Introduction: Etripamil is a fast-acting, intranasally administered non-dihydropyridine, L-type calcium channel blocker in development for medically unsupervised self-administration to treat AV nodal-dependent paroxysmal supraventricular tachycardia (PSVT). The objective of this analysis was to compare patient-reported effectiveness and relief of symptoms for patients whose PSVT terminated (converters) versus non-converters within 10 and 30 minutes of etripamil treatment. Methods: NODE-301 (NCT03464019) is a randomized, double-blind, placebo-controlled phase 3 study.

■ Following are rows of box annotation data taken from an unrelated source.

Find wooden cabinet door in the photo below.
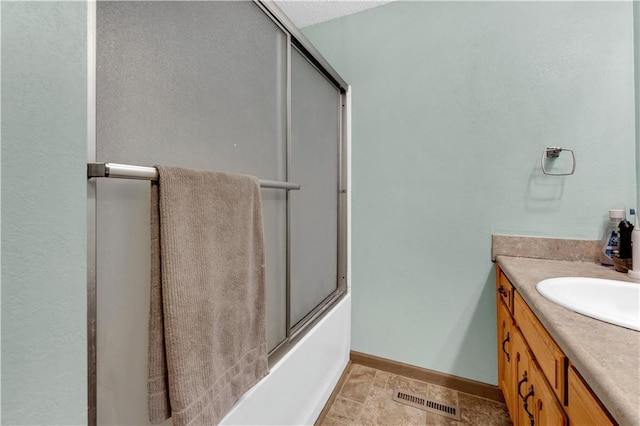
[498,297,515,413]
[529,360,567,426]
[511,327,533,426]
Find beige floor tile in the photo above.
[320,416,349,426]
[373,370,391,389]
[355,387,425,426]
[327,395,363,424]
[386,374,429,397]
[322,364,511,426]
[427,384,458,405]
[458,392,511,426]
[339,364,376,402]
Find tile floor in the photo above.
[320,364,511,426]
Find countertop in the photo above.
[496,256,640,425]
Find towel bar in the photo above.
[87,163,300,190]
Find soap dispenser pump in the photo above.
[627,212,640,280]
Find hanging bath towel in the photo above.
[148,166,268,426]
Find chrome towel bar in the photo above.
[87,163,300,190]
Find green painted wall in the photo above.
[1,1,87,425]
[304,2,636,384]
[633,1,640,207]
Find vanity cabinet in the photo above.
[496,266,615,426]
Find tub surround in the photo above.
[494,256,640,424]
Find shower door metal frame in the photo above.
[87,0,348,426]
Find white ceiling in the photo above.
[275,0,393,28]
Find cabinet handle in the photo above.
[502,331,511,362]
[518,370,527,400]
[522,385,534,426]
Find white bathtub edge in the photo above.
[220,293,351,425]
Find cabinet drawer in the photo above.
[513,293,565,401]
[496,271,513,313]
[567,365,615,426]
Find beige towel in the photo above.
[148,166,268,426]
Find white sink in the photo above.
[536,277,640,331]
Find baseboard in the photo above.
[313,362,353,426]
[350,351,504,402]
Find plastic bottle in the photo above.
[600,209,625,266]
[627,213,640,280]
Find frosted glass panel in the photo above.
[96,1,287,424]
[289,49,340,325]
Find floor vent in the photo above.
[393,391,460,420]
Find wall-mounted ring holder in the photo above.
[540,146,576,176]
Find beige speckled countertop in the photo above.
[496,256,640,425]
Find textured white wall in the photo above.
[1,1,87,425]
[304,1,636,383]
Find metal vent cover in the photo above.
[393,390,460,421]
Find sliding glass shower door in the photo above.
[88,1,346,424]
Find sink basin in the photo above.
[536,277,640,331]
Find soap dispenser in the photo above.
[627,212,640,280]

Patients self-administered the study drug (etripamil 70 mg) or placebo intranasally in response to a perceived SVT episode and were then monitored for 5 hours. Perceived treatment effectiveness was assessed via the Treatment Satisfaction Questionnaire for Medication 9 (TSQM-9) effectiveness domain and patient-reported relief of symptoms was assessed by item 2. Converters and nonconverters were compared via 2-way ANOVA. Results: Of 107 patients who self-administered etripamil in response to a positively adjudicated SVT episode, 34 (32%) converted to sinus rhythm within 10 minutes, and 56 (54%) converted within 30 minutes. For both time points, converters had significantly higher mean TSQM domain scores for drug effectiveness and symptom relief compared with nonconverters ( Table ; P <0.001). Conclusion: Patients with PSVT who self-administered etripamil in response to an SVT episode reported higher effectiveness and better symptom relief when their episode was resolved within the first 10 and 30 minutes of the 5-hour monitoring period.